One example of a null allele is the 'O' blood type allele in the human A, B and O blood type system. The alleles for the A-antigen and B-antigen are co-dominant, thus they are both phenotypically expressed if both are present. The allele for O blood type, however, is a mutated version of the allele for the A-antigen, with a single base pair change due to genetic mutation. The protein coded for by the O allele is enzymatically inactive and therefore the O allele is expressed phenotypically in homozygous OO individuals as the lack of any blood antigen. Thus we may consider the allele for the O blood type as a null allele.
Regarding Null Alleles in Bone marrow transplants see
Tissue Antigens. 2005 Aug;66(2):93-8.
HLA class I null alleles and new alleles affect unrelated bone marrow donor searches.
Department of Pathology, Baylor University Medical Center, Dallas, TX 75246, USA.

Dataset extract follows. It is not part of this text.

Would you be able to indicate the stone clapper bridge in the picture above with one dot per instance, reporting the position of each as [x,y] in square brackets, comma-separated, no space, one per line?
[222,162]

Unrecognized HLA null alleles or new alleles may affect the outcome of bone marrow transplants using unrelated donors. Some reports suggest that null alleles occur in the range of 0.003-0.07% (1, 2), which has led some transplant programs to stop performing serologic typing. We describe nine cases involving expression variants or new alleles. Three cases involved expression variants, including two null alleles and A*24020102L. One of the null alleles was a new variant of A*02. Seven cases involved new alleles. In five cases, there where discrepancies between HLA typing by serology and PCR-SSP. These included the three expression variants, one new B40 allele that typed serologically as B41 and one new B*07 allele that typed serologically as B42. Eight of these cases were found in the course of typing bone marrow transplant patients or potential unrelated donors since May of 2001 (total tested, 710 patients, 1914 donors). Thus, the incidence of null alleles was two in 2,624 (0.08%). Sequence-based typing (SBT) was performed on 676 of these samples. The decision to perform SBT was influenced by finding a serologic typing discrepancy in two cases. In one of those cases, SBT would probably have been performed at a later time, prior to final selection of a donor. Thus, the incidence of new alleles was between 4 and 6 of 676 (0.59-0.89%). We conclude that new HLA alleles and null alleles are uncommon but not extremely rare, and they continue to affect a significant number of unrelated donor searches.